Standard deviation (standard error) of the mean:

$$\sigma_m=\frac{\sigma}{\sqrt n}=\frac{3.855}{\sqrt 8}=\frac{3.855}{2.828}=1.363\text{ mm}$$

Probable error of the mean:

$$E_m=0.6745\,\sigma_m=0.6745\times1.363=\textbf{0.919 mm}\approx\pm0.92\text{ mm}$$

Result: $\sigma\approx\pm3.86\text{ mm}$ for a single observation; probable error of the mean $E_m\approx\pm0.92\text{ mm}$, so the length is $158.640\text{ m}\pm0.0009\text{ m}$.
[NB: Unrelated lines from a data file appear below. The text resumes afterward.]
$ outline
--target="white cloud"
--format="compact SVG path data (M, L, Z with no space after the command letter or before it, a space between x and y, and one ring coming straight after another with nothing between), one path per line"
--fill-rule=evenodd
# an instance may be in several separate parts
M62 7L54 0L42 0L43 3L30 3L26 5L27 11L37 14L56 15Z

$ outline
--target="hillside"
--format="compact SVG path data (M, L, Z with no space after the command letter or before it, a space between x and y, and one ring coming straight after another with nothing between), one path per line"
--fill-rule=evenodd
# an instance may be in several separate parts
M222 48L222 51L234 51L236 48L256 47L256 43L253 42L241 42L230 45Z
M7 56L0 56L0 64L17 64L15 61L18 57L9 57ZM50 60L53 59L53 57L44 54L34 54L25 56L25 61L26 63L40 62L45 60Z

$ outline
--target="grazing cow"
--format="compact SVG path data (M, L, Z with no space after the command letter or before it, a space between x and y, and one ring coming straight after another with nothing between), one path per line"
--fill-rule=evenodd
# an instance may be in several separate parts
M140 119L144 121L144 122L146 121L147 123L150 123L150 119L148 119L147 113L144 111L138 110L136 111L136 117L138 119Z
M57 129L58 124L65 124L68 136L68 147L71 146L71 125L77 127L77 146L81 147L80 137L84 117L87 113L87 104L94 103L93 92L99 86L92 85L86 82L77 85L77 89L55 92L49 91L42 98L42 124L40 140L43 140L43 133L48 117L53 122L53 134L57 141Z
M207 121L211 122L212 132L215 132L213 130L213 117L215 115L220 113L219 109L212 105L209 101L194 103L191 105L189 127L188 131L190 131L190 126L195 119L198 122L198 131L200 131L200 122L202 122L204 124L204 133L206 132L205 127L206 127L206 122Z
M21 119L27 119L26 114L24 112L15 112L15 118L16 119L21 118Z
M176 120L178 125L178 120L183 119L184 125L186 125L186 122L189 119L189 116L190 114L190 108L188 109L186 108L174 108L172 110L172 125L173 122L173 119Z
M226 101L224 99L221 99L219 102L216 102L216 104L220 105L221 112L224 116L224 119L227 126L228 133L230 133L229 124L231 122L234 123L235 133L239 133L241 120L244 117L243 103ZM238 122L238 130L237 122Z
WCB vs Quadrantal (RB) system

Conversion rules

• I quadrant ($0°$–$90°$): $RB=N\,(WCB)\,E$
• II quadrant ($90°$–$180°$): $RB=S\,(180°-WCB)\,E$
• III quadrant ($180°$–$270°$): $RB=S\,(WCB-180°)\,W$
• IV quadrant ($270°$–$360°$): $RB=N\,(360°-WCB)\,W$

(i) $148°20'$ (II quadrant): $RB=S\,(180°-148°20')\,E=\textbf{S }31°40'\textbf{ E}$

(ii) $232°45'$ (III quadrant): $RB=S\,(232°45'-180°)\,W=\textbf{S }52°45'\textbf{ W}$

(iii) $310°10'$ (IV quadrant): $RB=N\,(360°-310°10')\,W=\textbf{N }49°50'\textbf{ W}$

Included angle ∠PQR at station Q

The included angle between two lines radiating from the same station Q is the difference of their WCBs.

$$\angle PQR = WCB_{QP}-WCB_{QR}=295°30'-48°15'=247°15'$$

This exceeds $180°$, so the interior (smaller) angle is:

$$360°-247°15'=\textbf{112°45'}$$

Included angle ∠PQR = 112°45' (the reflex value being 247°15').